Si–rhodamine derivative with a large stokes shift for ELISA-based detection of SARS-CoV-2

Abstract

In view of the worldwide impact of SARS-CoV-2, developing rapid and accurate ELISA-based methods for detecting SARS-CoV-2 is of great importance for diagnosing and controlling coronavirus disease 2019. Herein, we report highly stable and fluorescently bright Si–rhodamine analogues with obviously improved Stokes shifts for IgG antibody labelling. These new fluorescent dye labels provide a promising fluorescence tool for SARS-Cov-2 detection.

---

Severe acute respiratory syndrome coronavirus 2 (SARS-CoV-2), which causes coronavirus disease 2019 (COVID 19), has spread widely all over the world, infecting millions of people and causing a human pandemic.^1–4 How to precisely differentiate COVID-19 patients from healthy people is a difficult problem and an emergency.^5–7 Currently, several methods serve as the primary tools for achieving clinical diagnosis of the infection, including virus nucleic acid real-time polymerase chain reaction (RT-PCR), CT imaging, and antibody testing.^5,6,8,9 Although the RT-PCR test has become the standard diagnostic method for the diagnosis of COVID-19, it suffers from the need to use certified laboratories, long turnaround time and complicated operation,¹⁰ as well as the need to use trained technicians to operate the expensive equipment in order to avoid false negatives.^5,11–14 Therefore, it is urgent to develop a rapid, simple-to-use, sensitive, and accurate test for identifying infected patients.

The enzyme-linked immunosorbent assay (ELISA) is a rapid detection method that utilizes the specific reaction between antigen and antibody with high precision and good accuracy.^11–15 Several serological immunoassays have been developed for detecting SARS-CoV-2 viral proteins and antibodies in serum or plasma, in which the spike protein (SP), receptor binding domain (RBD) and nucleocapsid protein (NP) appear to be the main targets.^5,11,12 As the key parameter (fluorescence signal) for sensing activity, fluorescent dyes that display good photophysical properties and anti-interference ability are important for labelling secondary antibodies.
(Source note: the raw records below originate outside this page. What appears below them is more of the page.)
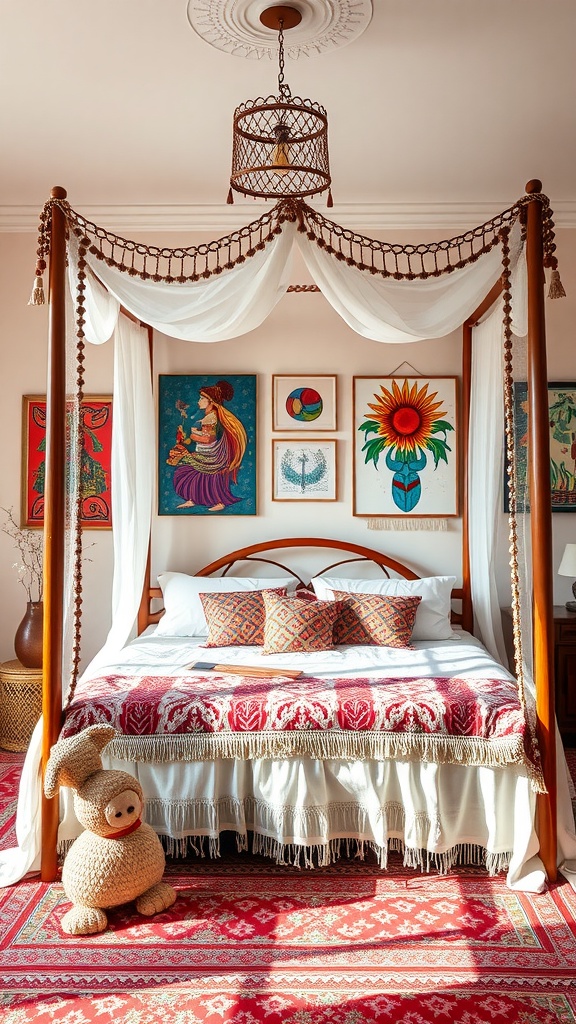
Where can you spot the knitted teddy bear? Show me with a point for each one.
(118, 858)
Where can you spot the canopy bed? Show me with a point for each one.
(490, 280)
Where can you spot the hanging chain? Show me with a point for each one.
(283, 87)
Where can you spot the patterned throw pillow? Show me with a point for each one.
(372, 619)
(236, 620)
(295, 625)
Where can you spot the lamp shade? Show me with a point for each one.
(568, 563)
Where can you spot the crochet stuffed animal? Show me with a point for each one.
(118, 858)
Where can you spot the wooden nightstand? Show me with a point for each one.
(565, 667)
(21, 705)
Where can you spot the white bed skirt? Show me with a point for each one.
(304, 811)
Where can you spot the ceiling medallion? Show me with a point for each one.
(236, 27)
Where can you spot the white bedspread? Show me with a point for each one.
(150, 654)
(300, 809)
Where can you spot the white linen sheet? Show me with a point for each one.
(299, 809)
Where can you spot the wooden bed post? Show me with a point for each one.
(467, 611)
(144, 609)
(54, 512)
(467, 326)
(541, 530)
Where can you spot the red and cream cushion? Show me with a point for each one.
(372, 619)
(292, 624)
(236, 620)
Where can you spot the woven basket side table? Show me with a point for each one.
(21, 704)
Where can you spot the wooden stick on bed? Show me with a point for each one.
(244, 670)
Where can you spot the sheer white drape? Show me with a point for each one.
(132, 440)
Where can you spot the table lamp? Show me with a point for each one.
(568, 567)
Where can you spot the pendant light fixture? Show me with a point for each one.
(280, 143)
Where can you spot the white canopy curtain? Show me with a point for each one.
(217, 307)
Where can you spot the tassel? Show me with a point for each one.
(383, 522)
(556, 290)
(37, 298)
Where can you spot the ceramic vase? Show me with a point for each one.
(28, 641)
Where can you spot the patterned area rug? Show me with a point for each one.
(250, 943)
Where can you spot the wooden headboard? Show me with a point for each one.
(262, 554)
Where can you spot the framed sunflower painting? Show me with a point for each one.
(405, 446)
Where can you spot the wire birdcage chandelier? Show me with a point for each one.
(280, 143)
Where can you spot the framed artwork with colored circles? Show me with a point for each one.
(303, 402)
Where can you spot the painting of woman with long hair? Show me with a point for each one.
(207, 456)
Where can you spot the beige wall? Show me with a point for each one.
(303, 334)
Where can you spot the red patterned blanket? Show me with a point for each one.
(195, 717)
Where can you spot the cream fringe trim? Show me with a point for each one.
(195, 826)
(409, 522)
(475, 751)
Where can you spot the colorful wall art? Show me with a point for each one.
(303, 470)
(207, 444)
(95, 471)
(303, 402)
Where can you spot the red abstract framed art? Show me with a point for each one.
(95, 462)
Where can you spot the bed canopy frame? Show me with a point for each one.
(537, 227)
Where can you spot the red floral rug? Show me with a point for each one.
(250, 943)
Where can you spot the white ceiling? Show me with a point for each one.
(441, 110)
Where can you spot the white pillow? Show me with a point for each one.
(183, 614)
(433, 616)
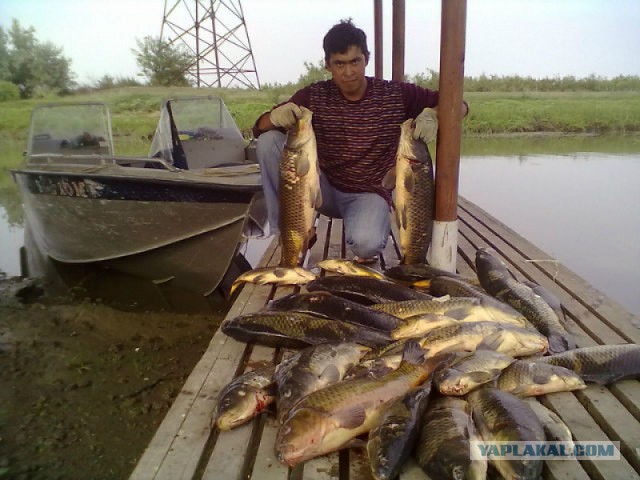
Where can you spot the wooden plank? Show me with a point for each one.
(322, 468)
(614, 419)
(266, 466)
(230, 455)
(624, 322)
(628, 392)
(584, 428)
(586, 322)
(359, 467)
(152, 463)
(623, 425)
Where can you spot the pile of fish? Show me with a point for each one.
(420, 372)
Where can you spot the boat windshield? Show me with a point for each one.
(190, 124)
(70, 129)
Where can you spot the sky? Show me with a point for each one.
(537, 38)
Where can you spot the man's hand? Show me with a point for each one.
(426, 128)
(285, 116)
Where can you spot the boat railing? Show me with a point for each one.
(98, 160)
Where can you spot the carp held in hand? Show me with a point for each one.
(415, 193)
(299, 189)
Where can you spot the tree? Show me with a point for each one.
(32, 65)
(4, 56)
(162, 63)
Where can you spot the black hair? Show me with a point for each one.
(342, 36)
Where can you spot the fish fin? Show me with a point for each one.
(355, 443)
(520, 390)
(318, 199)
(491, 341)
(389, 180)
(402, 217)
(331, 374)
(234, 285)
(413, 352)
(459, 313)
(352, 417)
(409, 182)
(540, 378)
(482, 377)
(302, 166)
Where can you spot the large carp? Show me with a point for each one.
(503, 417)
(365, 290)
(299, 189)
(324, 304)
(443, 448)
(601, 364)
(496, 279)
(414, 195)
(470, 372)
(327, 420)
(528, 378)
(298, 330)
(314, 368)
(244, 398)
(393, 438)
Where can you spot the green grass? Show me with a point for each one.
(135, 112)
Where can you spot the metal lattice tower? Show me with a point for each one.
(216, 33)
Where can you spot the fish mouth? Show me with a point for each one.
(288, 454)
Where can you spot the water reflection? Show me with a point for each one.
(582, 209)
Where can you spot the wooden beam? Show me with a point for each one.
(452, 48)
(397, 71)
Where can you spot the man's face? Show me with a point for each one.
(347, 70)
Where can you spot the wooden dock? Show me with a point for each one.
(185, 445)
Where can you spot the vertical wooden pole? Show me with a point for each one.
(443, 253)
(397, 72)
(377, 47)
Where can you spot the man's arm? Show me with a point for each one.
(282, 115)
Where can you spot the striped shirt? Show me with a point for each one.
(357, 140)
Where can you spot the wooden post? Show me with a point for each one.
(377, 27)
(397, 71)
(444, 245)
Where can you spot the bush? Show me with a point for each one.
(8, 91)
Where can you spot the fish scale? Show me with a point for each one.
(328, 419)
(496, 279)
(299, 189)
(601, 364)
(415, 195)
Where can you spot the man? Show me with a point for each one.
(357, 121)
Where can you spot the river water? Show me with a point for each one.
(581, 207)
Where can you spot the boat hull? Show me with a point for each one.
(168, 227)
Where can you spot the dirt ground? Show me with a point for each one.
(84, 386)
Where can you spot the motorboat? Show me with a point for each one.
(177, 216)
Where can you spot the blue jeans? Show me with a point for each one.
(365, 215)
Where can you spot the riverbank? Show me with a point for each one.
(84, 386)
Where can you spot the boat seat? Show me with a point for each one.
(220, 146)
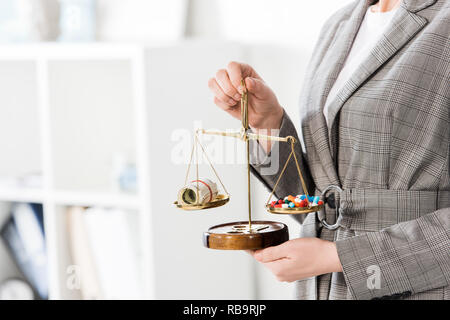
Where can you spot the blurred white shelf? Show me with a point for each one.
(17, 194)
(89, 199)
(78, 51)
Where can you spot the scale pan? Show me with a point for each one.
(236, 235)
(296, 210)
(219, 201)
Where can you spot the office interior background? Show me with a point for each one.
(98, 101)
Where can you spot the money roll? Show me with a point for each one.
(207, 192)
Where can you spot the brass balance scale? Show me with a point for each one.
(243, 235)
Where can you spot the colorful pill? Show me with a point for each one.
(316, 200)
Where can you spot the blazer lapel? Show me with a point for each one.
(405, 25)
(326, 75)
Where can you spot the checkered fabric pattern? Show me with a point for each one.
(388, 148)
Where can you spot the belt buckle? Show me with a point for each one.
(336, 207)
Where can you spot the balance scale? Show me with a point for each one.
(245, 235)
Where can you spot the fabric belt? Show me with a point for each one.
(376, 209)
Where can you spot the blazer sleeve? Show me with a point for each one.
(410, 257)
(267, 167)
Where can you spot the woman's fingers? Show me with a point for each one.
(224, 82)
(220, 94)
(238, 71)
(257, 87)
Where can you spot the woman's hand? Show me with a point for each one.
(300, 258)
(264, 111)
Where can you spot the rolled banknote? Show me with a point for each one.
(207, 192)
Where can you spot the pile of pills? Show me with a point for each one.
(300, 201)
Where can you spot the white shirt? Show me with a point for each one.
(372, 26)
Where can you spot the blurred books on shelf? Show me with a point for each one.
(103, 250)
(31, 180)
(23, 234)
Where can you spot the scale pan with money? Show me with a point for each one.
(202, 194)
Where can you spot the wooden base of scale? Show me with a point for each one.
(237, 236)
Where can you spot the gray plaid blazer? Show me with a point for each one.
(387, 147)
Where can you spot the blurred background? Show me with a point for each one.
(98, 102)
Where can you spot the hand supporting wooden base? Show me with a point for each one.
(237, 236)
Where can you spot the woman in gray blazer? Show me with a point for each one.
(375, 120)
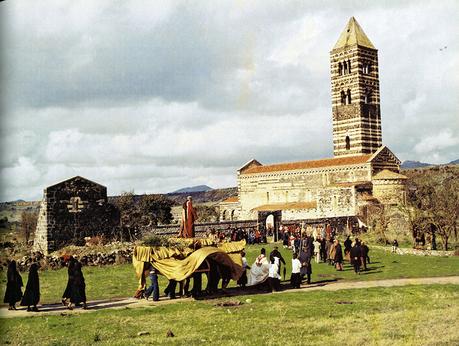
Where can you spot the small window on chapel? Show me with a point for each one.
(367, 98)
(343, 98)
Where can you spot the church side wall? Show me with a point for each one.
(301, 186)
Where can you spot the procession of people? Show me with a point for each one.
(307, 245)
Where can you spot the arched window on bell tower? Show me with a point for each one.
(343, 98)
(367, 97)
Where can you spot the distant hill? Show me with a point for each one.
(211, 196)
(417, 164)
(198, 188)
(414, 164)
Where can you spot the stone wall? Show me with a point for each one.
(72, 210)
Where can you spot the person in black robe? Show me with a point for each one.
(276, 253)
(364, 253)
(77, 288)
(347, 246)
(32, 292)
(13, 293)
(356, 253)
(338, 259)
(306, 268)
(71, 273)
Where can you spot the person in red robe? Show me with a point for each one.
(189, 216)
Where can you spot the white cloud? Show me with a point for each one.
(154, 96)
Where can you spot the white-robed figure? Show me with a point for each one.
(259, 271)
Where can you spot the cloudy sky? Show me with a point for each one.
(153, 96)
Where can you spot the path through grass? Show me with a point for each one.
(120, 281)
(411, 315)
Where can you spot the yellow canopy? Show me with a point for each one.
(178, 264)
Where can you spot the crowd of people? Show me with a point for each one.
(306, 246)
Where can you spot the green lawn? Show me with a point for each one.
(411, 315)
(120, 280)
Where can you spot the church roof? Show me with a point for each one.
(353, 34)
(336, 161)
(286, 206)
(388, 175)
(232, 199)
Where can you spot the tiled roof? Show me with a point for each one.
(351, 183)
(286, 206)
(233, 199)
(388, 175)
(353, 34)
(337, 161)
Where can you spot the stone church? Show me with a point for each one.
(71, 210)
(362, 172)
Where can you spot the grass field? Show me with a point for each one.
(120, 280)
(411, 315)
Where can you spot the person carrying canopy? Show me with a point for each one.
(189, 217)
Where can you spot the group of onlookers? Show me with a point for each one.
(251, 236)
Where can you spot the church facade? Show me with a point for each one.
(361, 173)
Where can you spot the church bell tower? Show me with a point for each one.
(355, 93)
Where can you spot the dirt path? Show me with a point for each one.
(132, 303)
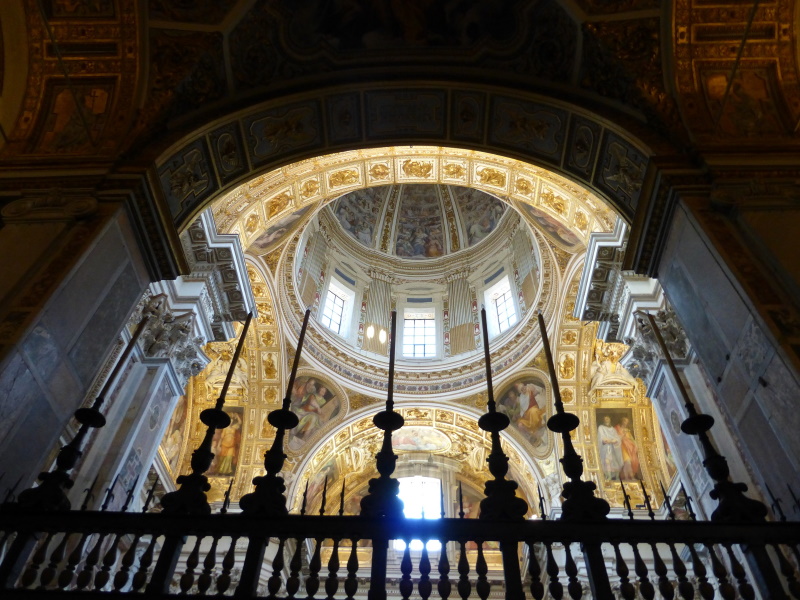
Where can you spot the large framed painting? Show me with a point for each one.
(617, 447)
(525, 403)
(315, 403)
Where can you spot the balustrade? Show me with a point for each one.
(265, 552)
(313, 556)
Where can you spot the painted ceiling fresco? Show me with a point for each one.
(427, 221)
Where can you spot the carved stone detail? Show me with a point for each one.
(54, 206)
(169, 335)
(217, 260)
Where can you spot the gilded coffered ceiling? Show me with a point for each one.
(441, 403)
(102, 79)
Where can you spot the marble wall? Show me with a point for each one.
(749, 382)
(47, 374)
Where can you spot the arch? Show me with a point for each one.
(558, 136)
(352, 443)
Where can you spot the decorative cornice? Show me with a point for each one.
(218, 261)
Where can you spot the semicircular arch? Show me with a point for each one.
(570, 141)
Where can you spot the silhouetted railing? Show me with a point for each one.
(264, 552)
(85, 553)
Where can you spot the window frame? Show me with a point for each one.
(430, 329)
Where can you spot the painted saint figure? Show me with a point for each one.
(629, 471)
(610, 449)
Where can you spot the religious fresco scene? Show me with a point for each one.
(485, 233)
(215, 208)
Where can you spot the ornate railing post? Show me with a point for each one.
(734, 506)
(501, 502)
(51, 494)
(580, 503)
(268, 499)
(190, 498)
(382, 502)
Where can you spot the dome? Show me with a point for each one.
(423, 221)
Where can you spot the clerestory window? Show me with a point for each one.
(419, 334)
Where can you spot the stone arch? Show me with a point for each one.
(561, 137)
(352, 444)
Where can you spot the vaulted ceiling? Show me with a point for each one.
(688, 77)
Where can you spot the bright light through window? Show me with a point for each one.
(332, 314)
(419, 334)
(506, 314)
(337, 309)
(422, 498)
FITC, RRX, Cy3(5), PE are dyes widely used for labelling IgG antibodies, but show small Stokes shifts and are easily interfered with by GSH in serum, resulting in false positives.¹⁶ Therefore, developing fluorescent dyes with large Stokes shifts and strong anti-interference abilities is extremely important.

In recent years, xanthene dyes have emerged as exceptionally useful probes for biological imaging.^16–19 Replacing the oxygen atom in xanthene with an Si moiety results in a bathochromic shift of ∼100 nm, which can prevent self-quenching due the excitation light and benefit the testing process. Unfortunately, no fluorescent dye with a large Stokes shift (>150 nm) has been adopted in the labelling of IgG antibodies. Herein, we designed three Si–rhodamine (SiRh) analogues, and applied them to IgG antibody labelling. Selectivity tests with SARS-CoV-2 were also performed.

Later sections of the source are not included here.